Warum? Warum ist die Banane krumm? Diese ewige Fragerei nach dem Warum! Nervig sei das bei Interviewterminen, um die Musik gehe es überhaupt nicht, beklagt Will Oldham 2002 gegenüber der britischen Sonntagszeitung The Observer. Und gibt fortan fast gar keine Interviews mehr. Gut anderthalb Jahrzehnte später ist eine Reihe von Albumveröffentlichungen aufgelaufen, die darauf schließen lässt, dass es zwischenzeitlich kreative Unpässlichkeiten gegeben haben muss. Bei What The Brothers Sang, im Duo mit Gastvokalistin Dawn McCarthy und Songs aus dem Repertoire der Everly Brothers, ergänzt sich der Gesang nur mäßig. Ein passables Duett will geübt sein, bedarf aber eben auch geeigneter stimmlicher Voraussetzungen. Best Troubadour, ein weiteres Coveralbum, diesmal mit Songs von Country-Koryphäe Merle Haggard, kann dem Originalmaterial keine einzige, bislang verborgen gebliebene Facette abringen. Sings Greatest Palace Music und Songs Of Love And Horror enthalten Neueinspielungen eigener Songs. Singer’s Grave A Sea Of Tongues ist fast eine Komplettneueinspielung seins drei Jahre älteren Vorgängeralbums Wolfroy Goes To Town. Wieder zum Besseren wendet sich das Blatt dank einer günstigen Fügung, die Substanzielleres hervorbringt als bloß ein weiteres Künstlerpseudonym.
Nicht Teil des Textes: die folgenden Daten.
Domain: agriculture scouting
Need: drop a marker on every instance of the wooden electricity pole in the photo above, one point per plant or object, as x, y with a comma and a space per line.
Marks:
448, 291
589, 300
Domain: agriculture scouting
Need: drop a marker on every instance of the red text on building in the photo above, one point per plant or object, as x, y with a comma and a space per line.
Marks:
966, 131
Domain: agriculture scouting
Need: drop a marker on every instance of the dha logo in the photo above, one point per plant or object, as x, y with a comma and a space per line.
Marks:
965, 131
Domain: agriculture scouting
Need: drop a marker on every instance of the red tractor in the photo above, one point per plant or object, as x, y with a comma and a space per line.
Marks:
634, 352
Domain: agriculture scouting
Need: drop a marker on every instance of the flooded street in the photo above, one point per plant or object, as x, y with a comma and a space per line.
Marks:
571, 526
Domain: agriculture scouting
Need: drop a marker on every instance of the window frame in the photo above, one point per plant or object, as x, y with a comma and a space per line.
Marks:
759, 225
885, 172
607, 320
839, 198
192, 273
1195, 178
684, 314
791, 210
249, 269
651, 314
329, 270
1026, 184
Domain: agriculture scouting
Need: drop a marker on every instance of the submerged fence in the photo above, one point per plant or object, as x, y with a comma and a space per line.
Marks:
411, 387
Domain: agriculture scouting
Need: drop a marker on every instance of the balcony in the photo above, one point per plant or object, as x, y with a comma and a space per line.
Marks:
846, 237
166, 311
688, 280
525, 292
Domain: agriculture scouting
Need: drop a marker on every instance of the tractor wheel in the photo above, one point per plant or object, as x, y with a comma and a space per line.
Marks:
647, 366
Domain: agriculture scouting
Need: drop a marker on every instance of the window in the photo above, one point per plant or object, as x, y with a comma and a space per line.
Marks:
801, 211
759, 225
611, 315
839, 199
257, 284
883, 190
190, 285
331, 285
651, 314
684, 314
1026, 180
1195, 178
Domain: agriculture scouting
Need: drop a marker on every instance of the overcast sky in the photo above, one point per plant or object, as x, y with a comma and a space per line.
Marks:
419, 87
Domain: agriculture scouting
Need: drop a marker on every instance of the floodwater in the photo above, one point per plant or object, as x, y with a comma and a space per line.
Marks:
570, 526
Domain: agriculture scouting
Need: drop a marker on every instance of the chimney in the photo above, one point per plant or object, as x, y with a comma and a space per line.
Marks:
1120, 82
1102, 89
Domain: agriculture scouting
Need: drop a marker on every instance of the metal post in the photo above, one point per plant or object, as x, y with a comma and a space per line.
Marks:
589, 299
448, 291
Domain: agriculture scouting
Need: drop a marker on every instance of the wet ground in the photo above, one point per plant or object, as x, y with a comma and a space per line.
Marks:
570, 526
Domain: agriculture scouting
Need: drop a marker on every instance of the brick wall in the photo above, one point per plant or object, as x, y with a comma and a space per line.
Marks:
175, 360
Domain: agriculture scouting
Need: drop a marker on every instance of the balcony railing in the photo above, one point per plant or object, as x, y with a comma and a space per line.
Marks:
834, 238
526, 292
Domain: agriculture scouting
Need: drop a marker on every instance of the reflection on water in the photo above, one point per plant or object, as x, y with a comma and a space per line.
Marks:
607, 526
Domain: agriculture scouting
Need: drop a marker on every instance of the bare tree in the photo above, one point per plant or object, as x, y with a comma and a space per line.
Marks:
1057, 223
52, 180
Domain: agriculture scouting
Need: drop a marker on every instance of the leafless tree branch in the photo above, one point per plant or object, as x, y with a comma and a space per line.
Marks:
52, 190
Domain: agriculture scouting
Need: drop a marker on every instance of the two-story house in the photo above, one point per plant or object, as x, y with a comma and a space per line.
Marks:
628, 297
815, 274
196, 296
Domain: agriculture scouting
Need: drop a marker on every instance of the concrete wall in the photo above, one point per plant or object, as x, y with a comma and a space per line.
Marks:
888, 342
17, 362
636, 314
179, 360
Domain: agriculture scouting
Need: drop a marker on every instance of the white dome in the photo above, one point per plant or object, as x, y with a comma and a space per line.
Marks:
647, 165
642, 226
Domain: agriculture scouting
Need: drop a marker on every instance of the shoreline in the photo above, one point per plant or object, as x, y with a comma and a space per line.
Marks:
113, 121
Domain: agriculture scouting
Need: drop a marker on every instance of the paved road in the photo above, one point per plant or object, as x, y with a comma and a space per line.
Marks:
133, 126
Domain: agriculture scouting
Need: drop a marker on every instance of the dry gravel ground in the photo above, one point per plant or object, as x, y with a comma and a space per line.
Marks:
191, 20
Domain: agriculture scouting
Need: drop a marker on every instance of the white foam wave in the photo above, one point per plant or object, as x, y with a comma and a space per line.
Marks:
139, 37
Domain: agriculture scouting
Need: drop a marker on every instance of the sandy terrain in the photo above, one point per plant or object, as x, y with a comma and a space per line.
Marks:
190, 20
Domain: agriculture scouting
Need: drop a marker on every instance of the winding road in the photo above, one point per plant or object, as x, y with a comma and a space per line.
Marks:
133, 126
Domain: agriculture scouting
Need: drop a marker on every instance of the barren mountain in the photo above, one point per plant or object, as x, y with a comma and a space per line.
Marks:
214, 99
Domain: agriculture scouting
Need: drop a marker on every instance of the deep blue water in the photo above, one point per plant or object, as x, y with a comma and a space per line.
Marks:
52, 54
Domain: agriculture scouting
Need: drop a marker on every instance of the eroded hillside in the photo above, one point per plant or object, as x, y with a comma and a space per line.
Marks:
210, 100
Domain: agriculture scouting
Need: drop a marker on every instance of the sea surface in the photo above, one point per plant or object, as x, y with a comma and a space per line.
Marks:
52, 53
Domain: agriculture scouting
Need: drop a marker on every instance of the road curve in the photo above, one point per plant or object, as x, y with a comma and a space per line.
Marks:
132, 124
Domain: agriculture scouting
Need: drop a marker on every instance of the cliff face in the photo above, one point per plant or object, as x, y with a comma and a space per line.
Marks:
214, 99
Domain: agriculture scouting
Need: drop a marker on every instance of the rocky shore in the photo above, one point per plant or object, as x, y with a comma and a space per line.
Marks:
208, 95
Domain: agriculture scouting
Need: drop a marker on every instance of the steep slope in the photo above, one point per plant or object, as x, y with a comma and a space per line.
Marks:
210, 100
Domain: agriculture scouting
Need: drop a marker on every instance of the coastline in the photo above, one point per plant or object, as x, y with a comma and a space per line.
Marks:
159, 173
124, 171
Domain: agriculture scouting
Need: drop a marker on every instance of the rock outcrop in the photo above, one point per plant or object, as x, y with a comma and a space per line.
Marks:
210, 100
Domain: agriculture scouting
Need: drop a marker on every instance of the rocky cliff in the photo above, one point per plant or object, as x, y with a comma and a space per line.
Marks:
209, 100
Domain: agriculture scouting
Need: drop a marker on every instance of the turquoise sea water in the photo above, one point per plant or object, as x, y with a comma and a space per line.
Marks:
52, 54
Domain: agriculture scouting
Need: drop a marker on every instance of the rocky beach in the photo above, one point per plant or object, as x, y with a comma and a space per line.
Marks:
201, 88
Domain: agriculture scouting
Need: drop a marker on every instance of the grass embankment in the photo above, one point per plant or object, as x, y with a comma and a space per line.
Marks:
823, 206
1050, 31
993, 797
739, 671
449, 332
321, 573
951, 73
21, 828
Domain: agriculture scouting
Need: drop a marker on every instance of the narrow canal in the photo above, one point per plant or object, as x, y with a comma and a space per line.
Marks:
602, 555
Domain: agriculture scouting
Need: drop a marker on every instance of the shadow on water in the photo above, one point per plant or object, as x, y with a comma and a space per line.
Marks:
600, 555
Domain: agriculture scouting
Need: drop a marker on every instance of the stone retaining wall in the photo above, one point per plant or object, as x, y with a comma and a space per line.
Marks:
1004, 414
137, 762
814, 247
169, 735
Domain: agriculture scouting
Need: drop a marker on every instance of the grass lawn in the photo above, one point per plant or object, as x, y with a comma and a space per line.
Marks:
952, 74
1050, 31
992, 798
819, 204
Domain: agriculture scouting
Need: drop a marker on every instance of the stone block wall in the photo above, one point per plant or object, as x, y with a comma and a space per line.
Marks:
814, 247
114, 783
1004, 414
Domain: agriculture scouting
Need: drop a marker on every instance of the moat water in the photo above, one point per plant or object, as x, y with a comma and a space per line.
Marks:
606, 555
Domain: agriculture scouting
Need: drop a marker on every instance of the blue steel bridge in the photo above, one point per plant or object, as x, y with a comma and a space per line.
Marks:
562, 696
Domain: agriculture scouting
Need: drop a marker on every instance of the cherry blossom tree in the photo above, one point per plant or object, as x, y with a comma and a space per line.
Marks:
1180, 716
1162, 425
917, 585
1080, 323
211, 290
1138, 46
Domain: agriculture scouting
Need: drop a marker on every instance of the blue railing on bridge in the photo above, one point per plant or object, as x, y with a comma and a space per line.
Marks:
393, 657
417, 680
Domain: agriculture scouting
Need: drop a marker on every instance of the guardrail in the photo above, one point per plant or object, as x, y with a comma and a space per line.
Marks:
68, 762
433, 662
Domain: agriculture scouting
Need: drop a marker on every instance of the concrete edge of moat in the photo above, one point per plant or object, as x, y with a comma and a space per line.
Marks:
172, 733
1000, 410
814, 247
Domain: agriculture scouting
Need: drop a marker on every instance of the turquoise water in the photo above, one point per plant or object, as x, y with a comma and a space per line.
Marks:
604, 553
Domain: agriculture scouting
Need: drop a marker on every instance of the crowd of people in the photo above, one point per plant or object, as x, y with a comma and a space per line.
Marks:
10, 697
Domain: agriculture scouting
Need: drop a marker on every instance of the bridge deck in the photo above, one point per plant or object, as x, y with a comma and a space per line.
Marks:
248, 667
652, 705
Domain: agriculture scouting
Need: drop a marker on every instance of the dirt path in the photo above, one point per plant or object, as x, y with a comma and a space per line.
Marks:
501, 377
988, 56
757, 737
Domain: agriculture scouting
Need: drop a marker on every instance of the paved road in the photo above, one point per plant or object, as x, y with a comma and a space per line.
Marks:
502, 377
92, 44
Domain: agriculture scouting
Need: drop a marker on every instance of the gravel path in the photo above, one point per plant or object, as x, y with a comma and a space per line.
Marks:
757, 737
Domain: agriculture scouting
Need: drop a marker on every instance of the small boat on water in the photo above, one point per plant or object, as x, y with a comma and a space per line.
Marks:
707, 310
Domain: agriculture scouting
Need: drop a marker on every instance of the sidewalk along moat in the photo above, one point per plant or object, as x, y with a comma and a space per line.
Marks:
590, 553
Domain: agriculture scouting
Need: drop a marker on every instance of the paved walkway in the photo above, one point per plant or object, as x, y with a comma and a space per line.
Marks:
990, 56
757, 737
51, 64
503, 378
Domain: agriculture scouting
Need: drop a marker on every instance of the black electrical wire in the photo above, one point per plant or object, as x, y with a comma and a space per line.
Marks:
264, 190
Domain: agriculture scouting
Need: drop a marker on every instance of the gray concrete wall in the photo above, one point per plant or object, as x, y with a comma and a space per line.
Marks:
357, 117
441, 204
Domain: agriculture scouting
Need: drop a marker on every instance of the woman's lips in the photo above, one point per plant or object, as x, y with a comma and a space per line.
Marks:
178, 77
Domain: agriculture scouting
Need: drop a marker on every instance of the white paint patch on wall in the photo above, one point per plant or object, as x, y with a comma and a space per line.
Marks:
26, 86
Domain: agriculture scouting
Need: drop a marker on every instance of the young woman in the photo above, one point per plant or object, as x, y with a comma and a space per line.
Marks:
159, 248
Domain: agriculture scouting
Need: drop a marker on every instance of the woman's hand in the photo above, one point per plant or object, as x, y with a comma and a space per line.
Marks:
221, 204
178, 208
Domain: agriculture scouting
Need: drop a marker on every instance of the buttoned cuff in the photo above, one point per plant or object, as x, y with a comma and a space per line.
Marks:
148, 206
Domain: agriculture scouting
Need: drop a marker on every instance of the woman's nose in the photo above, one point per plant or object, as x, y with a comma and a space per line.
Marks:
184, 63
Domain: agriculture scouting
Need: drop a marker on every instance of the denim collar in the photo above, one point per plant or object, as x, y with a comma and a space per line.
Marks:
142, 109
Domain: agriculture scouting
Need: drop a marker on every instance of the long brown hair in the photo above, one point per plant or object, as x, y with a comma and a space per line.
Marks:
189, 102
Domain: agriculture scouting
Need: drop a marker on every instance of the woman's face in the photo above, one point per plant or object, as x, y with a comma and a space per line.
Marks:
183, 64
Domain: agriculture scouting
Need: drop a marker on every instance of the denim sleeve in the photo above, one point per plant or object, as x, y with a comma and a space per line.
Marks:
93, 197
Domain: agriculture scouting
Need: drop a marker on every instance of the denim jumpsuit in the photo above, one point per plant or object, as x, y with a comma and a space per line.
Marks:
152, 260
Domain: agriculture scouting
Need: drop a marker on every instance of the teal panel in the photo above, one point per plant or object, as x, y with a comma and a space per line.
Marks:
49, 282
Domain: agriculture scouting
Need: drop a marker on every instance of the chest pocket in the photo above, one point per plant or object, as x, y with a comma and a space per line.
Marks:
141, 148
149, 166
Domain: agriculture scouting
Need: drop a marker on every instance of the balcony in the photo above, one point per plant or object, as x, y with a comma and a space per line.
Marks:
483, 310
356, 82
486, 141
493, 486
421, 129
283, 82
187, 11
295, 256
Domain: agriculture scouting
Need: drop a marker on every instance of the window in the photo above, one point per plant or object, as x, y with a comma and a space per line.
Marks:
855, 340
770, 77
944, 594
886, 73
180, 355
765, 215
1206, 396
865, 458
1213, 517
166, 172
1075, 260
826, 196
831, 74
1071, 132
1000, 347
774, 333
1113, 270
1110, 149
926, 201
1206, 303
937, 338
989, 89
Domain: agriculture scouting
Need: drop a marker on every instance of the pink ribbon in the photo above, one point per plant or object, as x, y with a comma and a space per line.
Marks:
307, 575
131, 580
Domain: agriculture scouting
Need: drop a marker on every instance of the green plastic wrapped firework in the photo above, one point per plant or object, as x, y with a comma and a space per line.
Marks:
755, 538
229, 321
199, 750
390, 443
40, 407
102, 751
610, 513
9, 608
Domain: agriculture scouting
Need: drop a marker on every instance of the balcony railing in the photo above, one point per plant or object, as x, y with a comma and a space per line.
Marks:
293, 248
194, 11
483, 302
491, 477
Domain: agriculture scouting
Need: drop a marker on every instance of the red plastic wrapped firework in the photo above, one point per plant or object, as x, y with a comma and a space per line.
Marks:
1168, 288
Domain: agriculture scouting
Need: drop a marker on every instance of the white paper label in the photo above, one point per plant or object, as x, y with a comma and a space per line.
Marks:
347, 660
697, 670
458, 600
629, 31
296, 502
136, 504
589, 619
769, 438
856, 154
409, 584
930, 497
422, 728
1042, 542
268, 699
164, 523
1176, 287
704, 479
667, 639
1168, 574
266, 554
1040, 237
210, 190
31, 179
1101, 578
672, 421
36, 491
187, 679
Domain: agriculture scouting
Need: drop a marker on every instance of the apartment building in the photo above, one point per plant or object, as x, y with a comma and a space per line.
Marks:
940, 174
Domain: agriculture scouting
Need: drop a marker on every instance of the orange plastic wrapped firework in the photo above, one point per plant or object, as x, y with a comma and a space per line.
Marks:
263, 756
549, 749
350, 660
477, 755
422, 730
Mit größter Begeisterung betreibt Will Oldham, geboren 1970 in Louisville, Kentucky, ein kurioses Rollenspiel. Er selbst nennt das „sein eigenes Publikum sein“. Aber egal ob als Palace Music, Palace Brothers, Little Willy Bulgakov oder wie im meisten aller Fälle als Bonnie „Prince“ Billy, seinen Anknüpfungspunkt findet er bei einer Tradition, die sich in der verdienstvollen Anthology of American Folk Music von Harry Smith manifestiert. Einer Songzusammenstellung aus dem, so drückt sich Rockschreiber Greil Marcus aus, unheimlichen Amerika der Vorväter, deren verstörende Gruselgeschichten und Meuchelmordballaden nach wie vor im Unterbewusstsein der Nation herumspuken und sich 1967/68 in Bob Dylans The Basement Tapes schon einmal massiv Bahn brachen. Entweder sind seine Songs Coverversionen aus dieser Überlieferung oder er schreibt eigenes, ähnliches Material, das kaum weniger gespenstisch wirkt. Kritikerkollegen wussten sich in der Vergangenheit manchmal nicht anders als mit einem gewagten Vergleich zu helfen. Der bärtige Waldkauz Will Oldham, befand das britische Musikmagazin Mojo Mitte der Neunzigerjahre, erinnere verblüffend an den zivilisationskritischen Harvard-Professor Ted Kaczynski, der als „Unabomber“ zweifelhafte Berühmtheit erlangte. Der eine wie der andere würde aus dem amerikanischen Hinterland heraus als isolierter Einzeltäter handeln.